County Health Departments can now be added to the list of agencies that Governor Rick Scott has had ranked since the beginning of this year.
News 13 obtained a copy of a report that ranks each County Health Department based on performance.
It shows Bay, Jackson, Liberty, Franklin, Washington, and Calhoun counties are among the lowest performing in the state.
But, News 13's spoke to health officials who didn't seem too concerned.
The State Department of Health and the new Surgeon General call this report a "rough draft." But, this initial report has Bay, Calhoun, Franklin and Liberty counties as 4 of the five lowest ranking health departments in the state.
Scores were determined based on areas like it's impact to community health and the ability to stand up toward natural disasters.
On this draft, Liberty ranks the lowest with 48% out of 100, Franklin with 57%, Calhoun with 61%, and Bay at 70%.
Jackson and Washington counties tie at 76% to round out the bottom 7 counties, state wide.
Only Walton and Gulf counties rank as "good".
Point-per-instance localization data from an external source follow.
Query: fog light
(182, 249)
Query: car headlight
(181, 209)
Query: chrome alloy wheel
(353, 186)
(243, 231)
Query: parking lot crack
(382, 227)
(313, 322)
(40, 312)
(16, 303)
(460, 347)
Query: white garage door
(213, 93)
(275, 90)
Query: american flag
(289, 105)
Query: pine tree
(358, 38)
"I think the Governor expects all of the state agencies to be peak performing agencies," said Marsha Lindeman, Administrator of the high ranking Gulf County Health Department.
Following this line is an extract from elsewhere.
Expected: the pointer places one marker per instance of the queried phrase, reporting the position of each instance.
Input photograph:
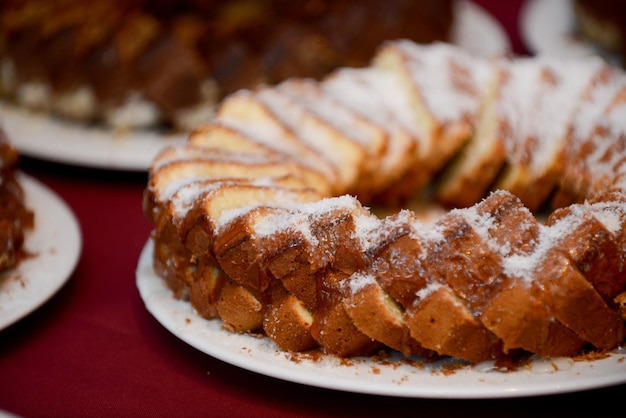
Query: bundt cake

She also serves as Interim Administrator of the low ranking Franklin County Health Department.
Lindeman sees both sides and calls this initial report a benchmark for county departments to improve, but she admits there are flaws in the system.
"It's a work in progress," she said.
This can be said for other ranking systems produced by the Governor's office.
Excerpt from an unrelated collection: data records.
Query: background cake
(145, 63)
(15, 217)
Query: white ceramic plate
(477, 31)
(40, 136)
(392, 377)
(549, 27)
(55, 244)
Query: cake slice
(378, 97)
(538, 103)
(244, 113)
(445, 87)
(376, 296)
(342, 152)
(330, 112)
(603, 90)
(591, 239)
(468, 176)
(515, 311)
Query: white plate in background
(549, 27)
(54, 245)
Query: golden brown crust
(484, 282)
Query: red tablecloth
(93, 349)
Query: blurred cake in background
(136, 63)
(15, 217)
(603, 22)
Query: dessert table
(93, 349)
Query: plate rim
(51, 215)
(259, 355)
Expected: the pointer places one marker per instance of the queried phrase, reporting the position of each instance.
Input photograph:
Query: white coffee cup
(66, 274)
In January, News 13 talked to Bay District School official, Gena Burgans about the new district ranking system, which is based solely on FCAT performance.
"It doesn't take any variables. It puts everybody on an even playing field and we know that not all districts are on that even playing field," said Burgans.
A survey of State Elections Supervisors was pulled from publication in April after many found it biased and disruptive to the election process.
News 13 spoke to Bay County Supervisor of Elections, Mark Andersen, about this issue this past April.
"Well, if you've got a survey that's flawed and the Secretary of State comes out and says, "Well, it's a great survey, you're at 88 percent." 88 percent? Is that acceptable in an election? Absolutely not," said Andersen.
So, in order to make sure the most accurate information goes into these health department rankings, the State Department of Health initiated a management council. They met for the first time last week.
"There was a lot of conversation about are these the right measures that do reflect the performance and the impact of the health department on its citizens in it's community," said Lindeman.
The target completion date for revising measures and finalizing the ranking process is set for this December.